We are having some work done in our house starting in 2 weeks. It's work that we have needed since last year and we have been waiting for the tradesman to become available for a couple of months. MIL has decided she wants to come and visit at the same time. She's pretty immobile and it would be very difficult to have her stay while this work is going on. It's going to be tricky enough being here ourselves with kids and animals let alone having a guest. DH is now suggesting that we ask for the work to start a week later to accommodate his mother's wish.
I don't want to ask this as a)I really want this work to be done. we have waited for ages and I just want it out of the way b)I doubt it can just be rearranged that easily as the tradesman will have other people waiting for him and we will probably end up being pushed back longer than just a week.
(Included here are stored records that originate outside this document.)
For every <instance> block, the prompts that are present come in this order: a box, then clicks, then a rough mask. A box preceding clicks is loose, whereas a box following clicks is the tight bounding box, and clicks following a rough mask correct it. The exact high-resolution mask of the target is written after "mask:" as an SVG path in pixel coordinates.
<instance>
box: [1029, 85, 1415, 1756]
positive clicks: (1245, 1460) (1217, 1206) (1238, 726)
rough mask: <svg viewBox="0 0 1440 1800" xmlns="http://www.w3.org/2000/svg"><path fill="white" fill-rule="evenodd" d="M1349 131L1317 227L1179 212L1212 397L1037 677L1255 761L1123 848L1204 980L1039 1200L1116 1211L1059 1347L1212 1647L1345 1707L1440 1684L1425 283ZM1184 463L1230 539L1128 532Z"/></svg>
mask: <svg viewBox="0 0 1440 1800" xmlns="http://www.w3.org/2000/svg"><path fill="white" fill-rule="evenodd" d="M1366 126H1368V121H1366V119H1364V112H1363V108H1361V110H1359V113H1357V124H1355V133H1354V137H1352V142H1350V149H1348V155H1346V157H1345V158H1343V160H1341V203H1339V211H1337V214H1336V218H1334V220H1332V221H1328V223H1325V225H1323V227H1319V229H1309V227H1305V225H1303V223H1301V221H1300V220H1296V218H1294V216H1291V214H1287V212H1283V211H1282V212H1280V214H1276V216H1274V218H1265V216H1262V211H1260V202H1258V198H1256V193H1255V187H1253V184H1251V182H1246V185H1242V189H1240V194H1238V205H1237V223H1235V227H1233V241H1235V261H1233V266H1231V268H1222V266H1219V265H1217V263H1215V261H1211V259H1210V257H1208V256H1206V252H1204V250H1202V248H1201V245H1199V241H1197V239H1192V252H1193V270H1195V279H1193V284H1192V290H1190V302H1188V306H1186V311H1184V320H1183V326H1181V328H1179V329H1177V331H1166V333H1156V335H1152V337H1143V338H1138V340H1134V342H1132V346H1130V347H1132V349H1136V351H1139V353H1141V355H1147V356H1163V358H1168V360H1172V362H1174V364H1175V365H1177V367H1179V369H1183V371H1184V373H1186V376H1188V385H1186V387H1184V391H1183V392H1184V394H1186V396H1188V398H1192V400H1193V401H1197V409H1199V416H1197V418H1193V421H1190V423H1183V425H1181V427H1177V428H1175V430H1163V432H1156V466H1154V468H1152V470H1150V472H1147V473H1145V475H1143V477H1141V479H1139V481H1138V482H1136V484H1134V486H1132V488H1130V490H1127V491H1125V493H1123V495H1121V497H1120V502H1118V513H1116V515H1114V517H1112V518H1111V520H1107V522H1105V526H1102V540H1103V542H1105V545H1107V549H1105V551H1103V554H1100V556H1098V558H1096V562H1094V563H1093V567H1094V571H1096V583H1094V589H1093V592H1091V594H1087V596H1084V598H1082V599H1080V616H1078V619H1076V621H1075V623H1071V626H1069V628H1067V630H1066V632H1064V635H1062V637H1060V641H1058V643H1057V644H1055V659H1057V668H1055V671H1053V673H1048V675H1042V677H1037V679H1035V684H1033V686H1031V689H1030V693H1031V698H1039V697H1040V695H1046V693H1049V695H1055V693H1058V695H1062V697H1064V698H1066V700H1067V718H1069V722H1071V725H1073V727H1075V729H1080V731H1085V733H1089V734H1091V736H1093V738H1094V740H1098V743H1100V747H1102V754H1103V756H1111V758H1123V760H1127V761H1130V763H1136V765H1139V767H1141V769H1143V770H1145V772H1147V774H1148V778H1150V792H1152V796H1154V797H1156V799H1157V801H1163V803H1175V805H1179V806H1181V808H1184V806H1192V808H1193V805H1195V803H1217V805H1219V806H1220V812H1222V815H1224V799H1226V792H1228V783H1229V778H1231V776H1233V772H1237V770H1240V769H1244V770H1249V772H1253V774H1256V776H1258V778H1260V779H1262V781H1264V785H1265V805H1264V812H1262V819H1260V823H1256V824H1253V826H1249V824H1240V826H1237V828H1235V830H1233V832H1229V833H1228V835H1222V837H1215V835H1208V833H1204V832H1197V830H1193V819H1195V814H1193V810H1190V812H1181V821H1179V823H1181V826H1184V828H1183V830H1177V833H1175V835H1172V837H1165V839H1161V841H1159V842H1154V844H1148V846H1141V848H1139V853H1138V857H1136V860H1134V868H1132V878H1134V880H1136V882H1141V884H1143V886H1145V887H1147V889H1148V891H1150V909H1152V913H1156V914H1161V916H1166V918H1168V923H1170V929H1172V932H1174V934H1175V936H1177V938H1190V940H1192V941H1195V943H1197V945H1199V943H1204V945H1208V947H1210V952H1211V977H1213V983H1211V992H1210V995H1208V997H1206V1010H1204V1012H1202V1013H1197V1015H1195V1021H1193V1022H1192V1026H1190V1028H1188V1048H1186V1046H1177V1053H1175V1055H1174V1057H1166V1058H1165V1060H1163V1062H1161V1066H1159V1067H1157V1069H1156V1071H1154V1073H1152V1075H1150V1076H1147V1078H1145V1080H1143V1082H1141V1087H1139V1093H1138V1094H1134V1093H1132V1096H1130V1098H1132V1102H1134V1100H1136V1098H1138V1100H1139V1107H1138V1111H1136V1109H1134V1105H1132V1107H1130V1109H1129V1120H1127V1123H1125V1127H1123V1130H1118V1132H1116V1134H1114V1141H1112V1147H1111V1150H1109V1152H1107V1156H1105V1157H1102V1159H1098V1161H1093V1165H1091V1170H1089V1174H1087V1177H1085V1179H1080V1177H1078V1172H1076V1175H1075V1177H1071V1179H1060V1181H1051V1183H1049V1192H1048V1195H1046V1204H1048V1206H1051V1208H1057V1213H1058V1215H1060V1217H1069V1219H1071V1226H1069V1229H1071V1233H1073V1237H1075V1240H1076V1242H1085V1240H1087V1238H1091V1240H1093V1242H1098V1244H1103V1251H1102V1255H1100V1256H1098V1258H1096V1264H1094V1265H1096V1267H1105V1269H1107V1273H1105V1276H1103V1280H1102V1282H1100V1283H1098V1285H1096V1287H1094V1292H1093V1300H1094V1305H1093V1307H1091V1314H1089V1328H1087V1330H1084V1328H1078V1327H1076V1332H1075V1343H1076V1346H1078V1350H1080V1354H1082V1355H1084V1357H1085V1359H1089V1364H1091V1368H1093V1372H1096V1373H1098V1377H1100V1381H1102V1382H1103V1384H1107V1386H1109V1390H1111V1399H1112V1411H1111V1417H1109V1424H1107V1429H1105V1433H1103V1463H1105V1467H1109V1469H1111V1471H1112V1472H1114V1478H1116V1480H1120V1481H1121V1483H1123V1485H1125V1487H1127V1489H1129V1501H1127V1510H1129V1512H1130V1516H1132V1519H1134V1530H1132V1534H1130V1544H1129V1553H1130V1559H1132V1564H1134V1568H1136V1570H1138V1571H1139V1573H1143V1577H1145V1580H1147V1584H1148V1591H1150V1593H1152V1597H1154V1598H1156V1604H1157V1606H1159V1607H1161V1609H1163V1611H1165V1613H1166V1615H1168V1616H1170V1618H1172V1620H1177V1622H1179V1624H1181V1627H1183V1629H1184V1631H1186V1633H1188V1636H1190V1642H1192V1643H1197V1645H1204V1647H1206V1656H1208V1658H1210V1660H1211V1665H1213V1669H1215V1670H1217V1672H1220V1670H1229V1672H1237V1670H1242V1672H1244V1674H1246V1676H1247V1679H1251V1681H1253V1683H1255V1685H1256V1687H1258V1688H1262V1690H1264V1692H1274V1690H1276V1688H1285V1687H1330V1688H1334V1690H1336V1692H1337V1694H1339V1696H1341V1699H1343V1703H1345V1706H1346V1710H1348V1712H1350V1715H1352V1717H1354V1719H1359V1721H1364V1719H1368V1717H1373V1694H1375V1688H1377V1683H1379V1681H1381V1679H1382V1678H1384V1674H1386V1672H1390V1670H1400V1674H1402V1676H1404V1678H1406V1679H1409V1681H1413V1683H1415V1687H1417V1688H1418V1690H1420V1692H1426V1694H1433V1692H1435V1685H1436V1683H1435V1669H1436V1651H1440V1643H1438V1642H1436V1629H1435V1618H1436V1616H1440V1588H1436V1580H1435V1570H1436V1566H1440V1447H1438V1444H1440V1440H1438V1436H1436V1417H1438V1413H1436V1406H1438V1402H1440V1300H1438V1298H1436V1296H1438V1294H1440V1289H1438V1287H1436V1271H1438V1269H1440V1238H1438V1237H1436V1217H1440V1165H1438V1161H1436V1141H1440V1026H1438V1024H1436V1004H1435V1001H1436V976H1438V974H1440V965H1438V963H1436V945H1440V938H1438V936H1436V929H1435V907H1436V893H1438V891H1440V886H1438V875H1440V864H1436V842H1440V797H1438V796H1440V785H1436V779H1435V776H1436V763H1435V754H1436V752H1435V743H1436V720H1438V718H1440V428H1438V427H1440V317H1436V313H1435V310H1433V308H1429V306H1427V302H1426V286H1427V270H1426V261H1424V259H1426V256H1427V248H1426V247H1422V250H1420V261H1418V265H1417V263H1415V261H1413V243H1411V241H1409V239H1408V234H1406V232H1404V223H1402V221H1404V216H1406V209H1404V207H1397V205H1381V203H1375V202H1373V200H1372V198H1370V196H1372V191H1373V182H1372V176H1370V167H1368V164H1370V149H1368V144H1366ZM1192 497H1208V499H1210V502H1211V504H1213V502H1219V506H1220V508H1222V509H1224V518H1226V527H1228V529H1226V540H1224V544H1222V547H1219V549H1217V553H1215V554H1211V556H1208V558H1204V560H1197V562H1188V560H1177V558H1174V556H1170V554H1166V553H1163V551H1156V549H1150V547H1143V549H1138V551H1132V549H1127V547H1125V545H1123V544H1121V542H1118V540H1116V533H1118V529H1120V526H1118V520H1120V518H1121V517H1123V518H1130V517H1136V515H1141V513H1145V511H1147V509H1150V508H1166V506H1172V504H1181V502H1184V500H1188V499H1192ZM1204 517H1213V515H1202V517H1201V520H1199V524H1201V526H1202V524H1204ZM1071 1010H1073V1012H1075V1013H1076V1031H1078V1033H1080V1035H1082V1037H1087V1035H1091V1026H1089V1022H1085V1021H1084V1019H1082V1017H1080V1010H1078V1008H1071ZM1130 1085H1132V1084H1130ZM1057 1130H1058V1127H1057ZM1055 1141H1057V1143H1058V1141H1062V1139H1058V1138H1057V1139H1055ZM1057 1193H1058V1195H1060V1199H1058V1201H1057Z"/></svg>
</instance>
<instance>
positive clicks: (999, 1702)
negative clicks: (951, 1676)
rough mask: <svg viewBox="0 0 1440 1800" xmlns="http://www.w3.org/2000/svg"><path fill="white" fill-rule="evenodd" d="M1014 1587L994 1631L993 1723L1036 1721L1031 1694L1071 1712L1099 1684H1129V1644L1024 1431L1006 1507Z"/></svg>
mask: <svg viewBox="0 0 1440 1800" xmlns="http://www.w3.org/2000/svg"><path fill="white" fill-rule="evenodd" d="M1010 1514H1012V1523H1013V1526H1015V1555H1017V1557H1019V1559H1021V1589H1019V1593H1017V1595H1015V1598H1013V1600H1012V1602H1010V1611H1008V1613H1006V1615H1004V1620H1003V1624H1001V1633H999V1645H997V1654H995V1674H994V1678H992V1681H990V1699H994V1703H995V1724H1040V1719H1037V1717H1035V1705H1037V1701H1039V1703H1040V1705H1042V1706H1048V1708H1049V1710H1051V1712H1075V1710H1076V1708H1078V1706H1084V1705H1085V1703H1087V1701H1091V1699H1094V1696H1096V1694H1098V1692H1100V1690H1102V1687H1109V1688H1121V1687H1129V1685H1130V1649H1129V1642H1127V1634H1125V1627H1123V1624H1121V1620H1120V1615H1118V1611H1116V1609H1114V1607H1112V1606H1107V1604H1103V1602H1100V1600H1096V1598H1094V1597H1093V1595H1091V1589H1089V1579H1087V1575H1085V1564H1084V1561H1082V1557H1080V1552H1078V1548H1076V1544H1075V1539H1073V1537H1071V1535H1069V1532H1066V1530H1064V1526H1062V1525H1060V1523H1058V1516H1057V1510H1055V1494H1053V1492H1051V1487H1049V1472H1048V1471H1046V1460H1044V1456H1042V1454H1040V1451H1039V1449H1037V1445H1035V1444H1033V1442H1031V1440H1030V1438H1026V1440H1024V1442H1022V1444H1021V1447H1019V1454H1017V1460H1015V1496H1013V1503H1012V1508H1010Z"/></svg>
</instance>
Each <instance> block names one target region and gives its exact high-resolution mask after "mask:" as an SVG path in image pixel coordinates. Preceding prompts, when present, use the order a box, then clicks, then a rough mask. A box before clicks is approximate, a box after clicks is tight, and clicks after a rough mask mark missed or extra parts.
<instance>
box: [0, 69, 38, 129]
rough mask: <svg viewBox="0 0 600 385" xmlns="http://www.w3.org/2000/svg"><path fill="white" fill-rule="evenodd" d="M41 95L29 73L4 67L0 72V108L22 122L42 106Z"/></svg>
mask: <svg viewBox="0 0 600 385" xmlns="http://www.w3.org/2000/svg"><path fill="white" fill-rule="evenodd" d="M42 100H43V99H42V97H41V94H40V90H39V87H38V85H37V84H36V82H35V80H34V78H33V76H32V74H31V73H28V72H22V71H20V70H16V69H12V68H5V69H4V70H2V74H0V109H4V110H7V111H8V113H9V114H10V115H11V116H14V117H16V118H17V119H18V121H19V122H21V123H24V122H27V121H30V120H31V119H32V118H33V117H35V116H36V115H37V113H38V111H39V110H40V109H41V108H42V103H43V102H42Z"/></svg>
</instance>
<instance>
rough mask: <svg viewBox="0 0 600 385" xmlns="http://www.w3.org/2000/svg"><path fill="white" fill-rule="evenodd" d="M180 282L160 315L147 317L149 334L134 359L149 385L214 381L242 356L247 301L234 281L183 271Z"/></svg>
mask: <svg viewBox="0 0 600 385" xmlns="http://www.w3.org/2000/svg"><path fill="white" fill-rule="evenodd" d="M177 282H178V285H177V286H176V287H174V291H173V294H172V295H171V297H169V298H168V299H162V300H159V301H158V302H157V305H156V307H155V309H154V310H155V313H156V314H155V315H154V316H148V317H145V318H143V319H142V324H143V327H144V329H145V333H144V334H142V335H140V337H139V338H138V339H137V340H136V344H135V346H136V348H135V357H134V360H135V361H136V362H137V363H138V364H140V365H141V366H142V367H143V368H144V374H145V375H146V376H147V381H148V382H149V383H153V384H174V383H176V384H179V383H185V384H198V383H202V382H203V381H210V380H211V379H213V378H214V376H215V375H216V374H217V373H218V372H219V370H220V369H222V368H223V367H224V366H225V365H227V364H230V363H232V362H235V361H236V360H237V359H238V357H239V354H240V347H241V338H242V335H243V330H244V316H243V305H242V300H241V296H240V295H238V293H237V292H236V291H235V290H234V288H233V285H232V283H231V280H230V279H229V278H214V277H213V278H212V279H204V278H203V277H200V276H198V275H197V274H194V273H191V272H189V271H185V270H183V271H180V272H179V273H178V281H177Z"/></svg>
I'm getting all sorts of emotional blackmail thrown my way. Would I really prioritise work on the house over family? It doesn't sit right with my DH to ask his mother to wait due to this work apparently. She/They have even tried to say she is having a procedure done and won't be able to come any other time as she will be out of action for "months". It's virtually impossible that with current NHS waitlists this procedure is actually happening when they say. When pressed it turns out to be just an initial assessment. Even if she was having it done the recovery time is only 2 weeks.
She was only here at the end of May so it's not been that long IMO. I think she can be expected to wait until it's convenient for us? AIBU?